Я замолчал. Я тоже знал, что это значит.
– И давно это у вас началось? – спросил я тихонько.
– Давно. Еще мама была живая.
– И с тех пор вы ничего не ели?
– Ничего. Мне так лучше. Я это много раз видела. Мне уже есть нельзя.
Я тоже это видел много раз и знал, что, если у человека не осталось желудочного сока, он больше никогда не будет есть. И все-таки я продолжал настаивать.
– Каша! – повторял я. – Не сухой хлеб, а мягкая горячая каша!..
– Не надо, – сказала она умоляюще. И я замолчал.
Совсем стемнело, и только печка швыряла красные прыгающие пятна на пол, на стены. Ася утихла, и я сидел и поглядывал на нее, стараясь отгадать, открыты у нее глаза или закрыты. Но лица ее в темноте не видел. Сквозь гудение печки и тиканье часов я не мог расслышать ее дыхания. Иногда мне казалось, что она уже не дышит… И вдруг она что-то сказала.
Я переспросил. Я не расслышал.
Она повторила, но я не расслышал опять. Я сел на край ее кровати и тихонько склонился над нею.
– Капли падали, – выговорила она еле слышно. – Сегодня солнце светило в окно, и я видела, как падали капли. Тени капель, сверху вниз. На солнце уже тает.
– Чуть-чуть, – сказал я. – Совсем еще мало.
– Придет весна, а я ее не увижу… Как странно!.. Когда я умру, мне станет все равно, ведь правда? Кого нет, тому все равно. Правда?
– Правда, – сказал я.
– Вот это страннее всего. Мне никогда не было все равно, и я не могу понять, как это станет все равно.
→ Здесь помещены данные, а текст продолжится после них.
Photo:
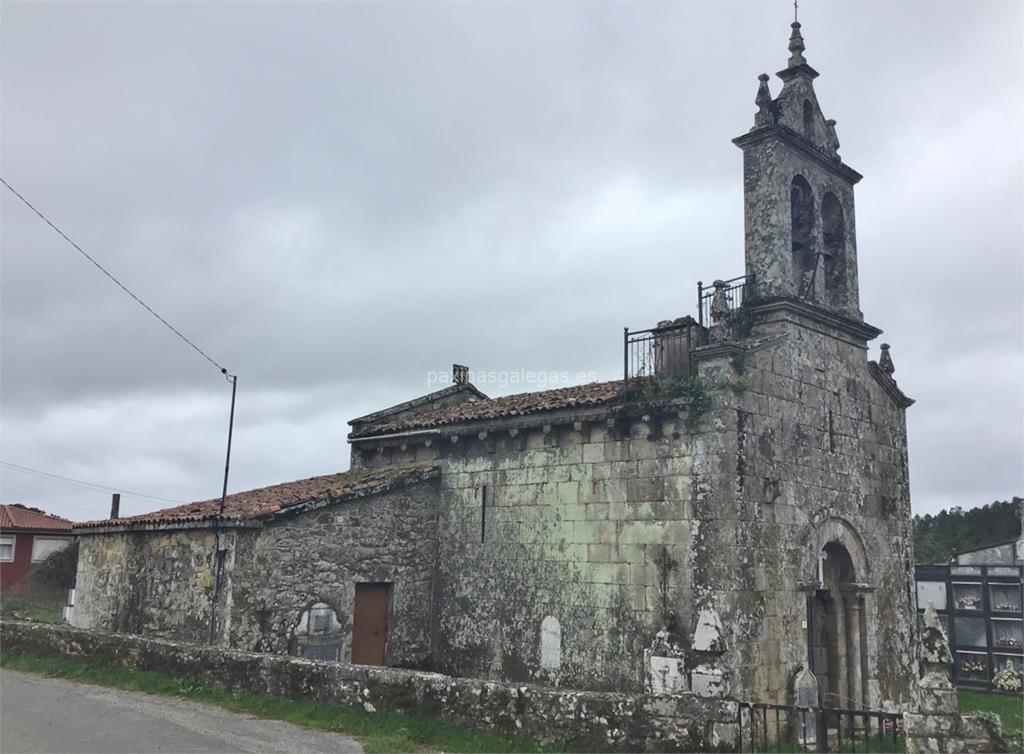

– Да, – сказал я, – вам будет все равно. Но тем, которые останутся в живых, никогда не будет все равно. И мы всех тех злых дураков, которые сидят вокруг города в снегу и сторожат нас…
– Про кого вы говорите?
– Про них! – сказал я.
Мы в осаде не называли немцев немцами. Мы называли их просто – они.
– Не надо, – попросила она. – Не надо про них. Я не хочу сейчас про них думать.
И я замолчал. Я понял, что тяжело умирать, ненавидя.
– Я хочу думать про вас, вы последний, кого я вижу. – Голос ее совсем ослабел, и я, чтобы слышать, пригнулся к ее лицу. – Вы пришли ко мне, и я не одна. Я думала – неужели ко мне никто не придет? Это было бы слишком несправедливо. И вы пришли. Скажите, вы когда-нибудь любили? И вас уже любил кто-нибудь? Как это, наверно, хорошо, когда тебя любят и ты любишь. Скажите мне…
Но я ничего ей не сказал. К моим тридцати годам уже и я любил, и меня любили, и не раз. Это бывало запутанно и больно, и я бывал виноват, и те, кого я любил. Но я не мог объяснить это ей, еще никогда не любившей.
– Я один день любила мальчика, с которым качалась во дворе на качелях, – сказала она. – Мы так раскачали доску, что чуть не влетели в окно третьего этажа. Когда он летел вверх, он нагибался ко мне, и я видела, что он хочет меня поцеловать… Больше я никогда не буду качаться на качелях. Как странно!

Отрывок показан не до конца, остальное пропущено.